Section 16 This provision is no longer required as the changes were dependent on the aforementioned changes being made to Sections 317, 318, 319, and 320.
Section 17 This provision is no longer required as the changes were dependent on the aforementioned changes being made to Sections 317, 318, 319, and 320.
Section 20 This provision is no longer required as the changes were dependent on the aforementioned changes being made to Sections 317, 318, 319, and 320.
Occupational Health and Safety Amendment Act – this established requirements for qualification of mine or quarry workers and these amendments will not be proclaimed due to a change in regulatory direction.
Pension Fund Act – the Act was established in 1981 to receive and invest contributions made to the public sector pension plans, including the Members of the Legislative Assembly Pension Plan. It is being repealed because it no longer serves a purpose, as the pension fund ceased operations 10 years ago.
Partnership Amendment Act – was created in 1977 to amend the Partnership Act but never proclaimed. It was intended to authorize the collection of information about general and limited partners as it relates to regulations implemented under the Agriculture and Recreational Land Ownership Act and the Citizenship Act. As an existing provision under the Foreign Ownership of Land Regulations provides authorization to request the information contained in the Partnership Amendment Act, it is not needed.

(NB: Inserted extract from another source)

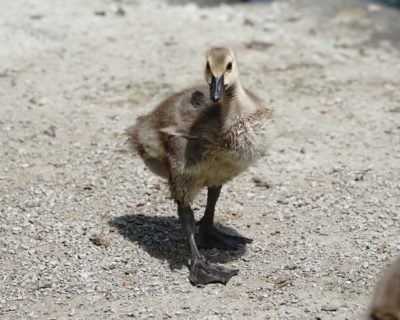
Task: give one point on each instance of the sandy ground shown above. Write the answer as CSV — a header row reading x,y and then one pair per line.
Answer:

Road Building Machinery Equipment Act – enacted during World War II to deal with wartime parts shortages, this Act is now obsolete.
Securities Amendment Act, 2006 ss 37 and 40 – since this was introduced, the provincial securities regulators, including the Alberta Securities Commission (ASC), have determined these sections should be repealed. ASC also supports this repeal in order to ensure harmonization across Canada.
Social Care Facilities Licensing Act – this Act has become obsolete over the 35 years in which it has been in force. A license is required to operate a social care facility. The definition of a “social care facility” is currently limited to “a hostel or other establishment operated to provide accommodation and maintenance for unemployed or indigent persons.” All other facilities have been removed from the definition over the years and there are no regulations under the Act.
Stray Animals Amendment Act, 2005 – the remaining two provisions in the Stray Animals Amendment Act would enable regulations prescribing the form and manner of publication of information contained in a notice when livestock have been impounded. Livestock Identification Services (LIS) who administer this program have a comprehensive set of forms and processes to notify animal owners. There is no need for this to be further regulated.
The Alberta Wheat and Barley Test Market Act – this was introduced as a Private Member’s Bill in 2001. The intent was to break the monopsony of the Canadian Wheat Board. The monopoly was ended in August 2012 by Bill C-18.
Wills and Succession Act s.117 – some Albertans and family law and estate lawyers have expressed concerns about the impact section 117 could have on matrimonial property division upon death. One issue was the need for many Albertans to redo their wills to try to comply with the law while still ensuring their wishes for the distribution of their property after death are carried out. Repealing this section will help address these individual concerns.
The Workers’ Compensation Amendment Act – this Act intended to establish deemed trusts for assessment contributions and unpaid penalties under the Act. After the Act was passed, a Supreme Court of Canada decision deemed that statutory provincial trusts do not have priority in bankruptcies. Consequently there is little benefit in proclaiming the amendment.